📷 Dick Whitney photo

By Sarah Champagne, Managing Editor

The Quinebaug Valley Council for the Arts and Humanities is a good neighbor in Southern Worcester County. The organization provides free art classes to children in the summer, offers free exhibits open to the public several times a year, and has numerous other offerings to enrich both artists and art appreciators.

Those familiar with the organization and its programs often refer to the group’s stately home simply as “the arts center.” “Quinebaug Valley Center for the Arts and Humanities” doesn’t exactly roll off the tongue in conversation, after all. The standard acronym for the organization, QVCAH, is more familiar to many, but might not stick in the memory too well, or be much less cumbersome than the whole name of the group.

As a result, the organization has decided to rename its headquarters at 111 Main Street in Southbridge “The Ruth Wells Center for The Arts.” The name is a nod to the late Ruth Wells, who was influential in creating several cultural institutions in the region, including Old Sturbridge Village, Capen Hill Nature Sanctuary and The Optical Heritage Museum (see also Dick Whitney’s article here at The Citizen Chronicle describing Ruth Wells’ life and local legacy).

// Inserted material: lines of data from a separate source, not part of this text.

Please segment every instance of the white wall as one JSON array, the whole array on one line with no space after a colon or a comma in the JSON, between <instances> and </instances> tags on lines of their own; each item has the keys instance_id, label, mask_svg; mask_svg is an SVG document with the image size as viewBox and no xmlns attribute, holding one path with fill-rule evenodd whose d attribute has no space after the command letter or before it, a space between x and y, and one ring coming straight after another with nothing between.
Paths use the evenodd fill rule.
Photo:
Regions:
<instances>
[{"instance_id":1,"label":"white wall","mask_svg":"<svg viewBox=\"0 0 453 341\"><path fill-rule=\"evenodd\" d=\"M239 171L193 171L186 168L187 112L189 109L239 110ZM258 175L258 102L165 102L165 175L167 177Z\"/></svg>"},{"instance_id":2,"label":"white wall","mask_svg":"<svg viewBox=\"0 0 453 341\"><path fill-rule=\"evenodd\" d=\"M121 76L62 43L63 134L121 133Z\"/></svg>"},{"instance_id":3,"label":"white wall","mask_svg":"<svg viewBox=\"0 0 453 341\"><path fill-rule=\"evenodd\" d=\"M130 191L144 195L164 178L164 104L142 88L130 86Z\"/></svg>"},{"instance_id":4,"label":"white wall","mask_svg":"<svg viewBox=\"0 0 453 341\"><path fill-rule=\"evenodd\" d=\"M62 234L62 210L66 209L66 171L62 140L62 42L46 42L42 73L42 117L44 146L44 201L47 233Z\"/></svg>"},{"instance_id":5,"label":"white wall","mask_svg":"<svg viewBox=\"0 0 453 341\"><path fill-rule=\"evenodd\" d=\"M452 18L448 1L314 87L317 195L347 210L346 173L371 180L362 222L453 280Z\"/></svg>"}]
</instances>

Wells was selected because of her unmistakable influence on the arts organization in its earliest years. Before her death in 1989, she had arranged to donate the property at 111 Main Street to The Quinebaug Valley Council for the Arts and Humanities.

The impressive house was one of the benefactor’s residences during her lifetime. Set back from the road not far from the rotary, the large white building was once known as “Ammidown Castle” in reference to its first owner, Ebenezer D. Ammidown. When it was built in 1830, it was the largest single residence in Southbridge. At other times, it has been known as “The Pines” – a reference to hemlock trees on the property, which are in the pine, or Pinaceae, family,

Planners hope the new name will sit more comfortably in the consciousness and the memory of area residents than its previous title.

Social media followers of QVCAH may notice the change first in the next few months, as the organization applies the new name to their Facebook account and other communications. The changes will likely emerge gradually as the rebranding effort moves forward.

“Things might seem a little disjointed at first, as they often do in these matters,” remarks board president Mara DeWitt.

The gradual changes will amount to a cohesive whole though, which will emerge in time, according to DeWitt.

“2019 will be the year of The Ruth Wells Center for the Arts,” she remarks.

Eventually, the organization’s website and logo will also undergo an overhaul, with the help of Elise Capillo of Epic Marketing Solutions. Capillo is the daughter of the late Joe Capillo of Southbridge and a member of the board at the Quinebaug Valley Council for the Arts and Humanities.

For legal purposes, the organization itself will retain the name the Quinebaug Center for the Arts and Humanities. However, its headquarters will be renamed The Ruth Wells Center for the Arts. After the digital redesign and rebranding are complete, online searches for “QVCAH” or “Quinebaug Valley Council for the Arts and Humanities” will redirect to the new website or social media pages for the newly minted Ruth Wells Center for The Arts.

As Southbridge and the surrounding communities which attend the nonprofit organization’s programs settle into the warmer welcome of The Ruth Wells Center for The Arts, donations by check can still be made out to QVCAH or Quinebaug Valley Council for the Arts and Humanities because that remains the legal name of the organization.

According to an introduction to “The Wells Family: Founders of The American Optical Company and Old Sturbridge Village,” published privately in 1979 by Ruth Wells, the Wells family shied away from recognition despite their significant and lasting local philanthropy.

Henry Sewell Moorbridge states in the introduction to the book, “No monument, no company, not even their creation – Old Sturbridge Village – carries the Wells name. They felt deeply their work should speak for itself – and never of them.”

However, when you consider the decades of community arts programming that the now-named Ruth Wells Center for The Arts has provided to people in Southern Worcester County, it seems profoundly appropriate to name the operations at 111 Main Street after Ruth Wells. Just as a large portrait of Ruth Wells hangs in the dining room of the arts center named for her, her influence and lasting contribution to the history and psyche of Southbridge looms large, even decades after her passing. A more appropriate renaming would be hard to imagine.